One of the first things that everyone will have to do when switching from legacy voice services such as POTS or PRI is to calculate the expected costs of a new service.
Very often people hear me recommend pay as you go solutions and they immediately freak out saying it will be too expensive. Even though they have no idea what the costs involved look like.
Pay as you go services like VoIP.ms, VoicePulse, and others are very cost effective means of handling your calling as long as you correctly calculate all the costs of the legacy system and the new proposal.
First you need to realize that many legacy services hide most of your calling detail from you making this a very hard thing to truly understand. POTS lines have no detailed billing for local calling. Some carriers will not even tell you what your usage was unless you go over your long distance plan. So you only see call information for everything after that 5,000 minute package line item. There is no such thing as unlimited. Anyone selling that has fine print and they pay interconnect charges on all minutes used, so you can be certain that your monthly rate is high enough for that POTS line to cover expected usage.
This can seem like a very daunting task, but it is not as hard as it sounds. Like anything involving cost, math and reality are your friends. First off there are only so many working minutes in a month for a business. Then you can just take those numbers, factor in a percentage of hours per day on the phone, and add some wiggle room.
2017 |
Days /Month |
Hours / Day |
Minutes / Month |
January |
22 |
8 |
10,560 |
February |
20 |
8 |
9,600 |
March |
23 |
8 |
11,040 |
April |
20 |
8 |
9,600 |
May |
23 |
8 |
11,040 |
June |
22 |
8 |
10,560 |
July |
21 |
8 |
10,080 |
August |
23 |
8 |
11,040 |
September |
23 |
8 |
11,040 |
October |
22 |
8 |
10,560 |
November |
22 |
8 |
10,560 |
December |
23 |
8 |
11,040 |
Average Minutes per Month |
10,400 |
The math here in case anyone does not get it is Days per Month * Hours per Day * Minutes per Hour
.
So this means one person on the phone for 100% of their work shift for the full month will cost $104 in a general $0.01 per minute pay as you go SIP trunk.
Thus, it is quite easy to extrapolate some basic numbers now that we know this. I usually plug all this into a spreadsheet and play with numbers in front of the client.
An SMB looking at SIP trunking has 15 POTS lines from the ILEC that cost $40/month after taxes (being generous here), so 15 * $40 = $600
. If we assume all 15 lines were used 100% of the time, SIP would look all kinds of expensive. Using the average from the table above 10,400 * 15 * $0.01 = $1,560
. Holy crap! More than $1,500 a month for something that only costs them $600 right now. So where is the savings? Well that comes in because no business uses all of their legacy POTS lines 100% of the time, ever. Because with POTS once all the lines are used, it is impossible to make or receive any more calls. So in the legacy POTS world, we over buy what we actually need on average in order to handle the high volume times.
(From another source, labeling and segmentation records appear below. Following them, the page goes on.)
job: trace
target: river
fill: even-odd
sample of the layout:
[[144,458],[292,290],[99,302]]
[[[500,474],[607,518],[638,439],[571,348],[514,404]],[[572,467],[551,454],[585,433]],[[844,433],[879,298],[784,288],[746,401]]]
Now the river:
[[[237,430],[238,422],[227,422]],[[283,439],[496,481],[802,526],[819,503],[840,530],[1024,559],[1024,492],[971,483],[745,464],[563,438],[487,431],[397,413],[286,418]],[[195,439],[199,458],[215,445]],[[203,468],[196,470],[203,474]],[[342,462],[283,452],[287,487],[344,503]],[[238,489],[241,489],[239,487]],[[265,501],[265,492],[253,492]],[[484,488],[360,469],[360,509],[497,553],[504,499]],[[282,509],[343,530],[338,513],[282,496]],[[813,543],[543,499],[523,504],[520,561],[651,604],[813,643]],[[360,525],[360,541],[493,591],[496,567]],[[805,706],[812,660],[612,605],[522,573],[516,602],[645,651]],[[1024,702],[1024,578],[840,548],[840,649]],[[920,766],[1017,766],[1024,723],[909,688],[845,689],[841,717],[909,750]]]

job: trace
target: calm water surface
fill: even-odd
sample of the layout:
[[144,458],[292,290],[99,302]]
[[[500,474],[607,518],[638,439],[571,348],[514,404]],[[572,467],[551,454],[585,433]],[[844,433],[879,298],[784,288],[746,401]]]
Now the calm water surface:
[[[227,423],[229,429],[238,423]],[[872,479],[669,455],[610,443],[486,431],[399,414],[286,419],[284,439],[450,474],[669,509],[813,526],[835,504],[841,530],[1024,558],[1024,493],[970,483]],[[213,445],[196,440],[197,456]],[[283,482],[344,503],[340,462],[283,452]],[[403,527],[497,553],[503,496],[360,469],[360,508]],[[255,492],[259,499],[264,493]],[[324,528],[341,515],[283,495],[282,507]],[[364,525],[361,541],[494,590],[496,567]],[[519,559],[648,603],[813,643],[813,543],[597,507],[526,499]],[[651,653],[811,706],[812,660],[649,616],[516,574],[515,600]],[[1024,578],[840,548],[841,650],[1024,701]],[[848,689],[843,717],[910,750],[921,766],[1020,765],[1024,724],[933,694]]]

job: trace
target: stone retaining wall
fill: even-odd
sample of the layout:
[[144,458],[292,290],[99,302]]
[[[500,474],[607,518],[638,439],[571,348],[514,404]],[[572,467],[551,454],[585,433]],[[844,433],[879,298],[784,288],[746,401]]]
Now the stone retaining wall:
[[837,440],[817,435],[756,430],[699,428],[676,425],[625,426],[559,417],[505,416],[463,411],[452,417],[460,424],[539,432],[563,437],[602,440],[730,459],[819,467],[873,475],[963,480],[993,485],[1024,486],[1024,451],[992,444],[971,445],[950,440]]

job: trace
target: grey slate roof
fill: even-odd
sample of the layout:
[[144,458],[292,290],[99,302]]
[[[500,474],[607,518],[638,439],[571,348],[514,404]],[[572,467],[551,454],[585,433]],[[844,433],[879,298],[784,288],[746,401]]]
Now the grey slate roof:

If you can actually get a true CDR (call detail record) from your existing PBX or provider, then you can make real numbers here, but most likely you will be estimating. Assuming you need to estimate, the process will depend on the call flow. Simply do the best you can to poke the stakeholders for as much detail as you can get to narrow the margin of error for the estimation.
A small general office with 35 people or so will hover around 4-5 simultaneous calls (total inbound and outbound) on average for most of the workday. First hour, lunch hour, and last hour are lower usage.
Based on this you can calculate a better estimate, 10,400 * 5 * $0.01 = $520
, we are cheaper than POTS already and long distance charges have not even been calculated for the old service yet. General long distance rates are $0.02 to $0.03 per minute. The 5,000 or 10,000 minute bundles are calculated along those rates for every client I have ever converted. Ever single minute of intestate, intrastate, interlata, and intralata calling simply adds to the cost and improves the RoI of a pay as you go SIP trunk.
Now every office is different. Some places are on the phone more than others, but they are also paying more per month most of the time. I have seen the SIP trunk savings fall in this type of range time after time.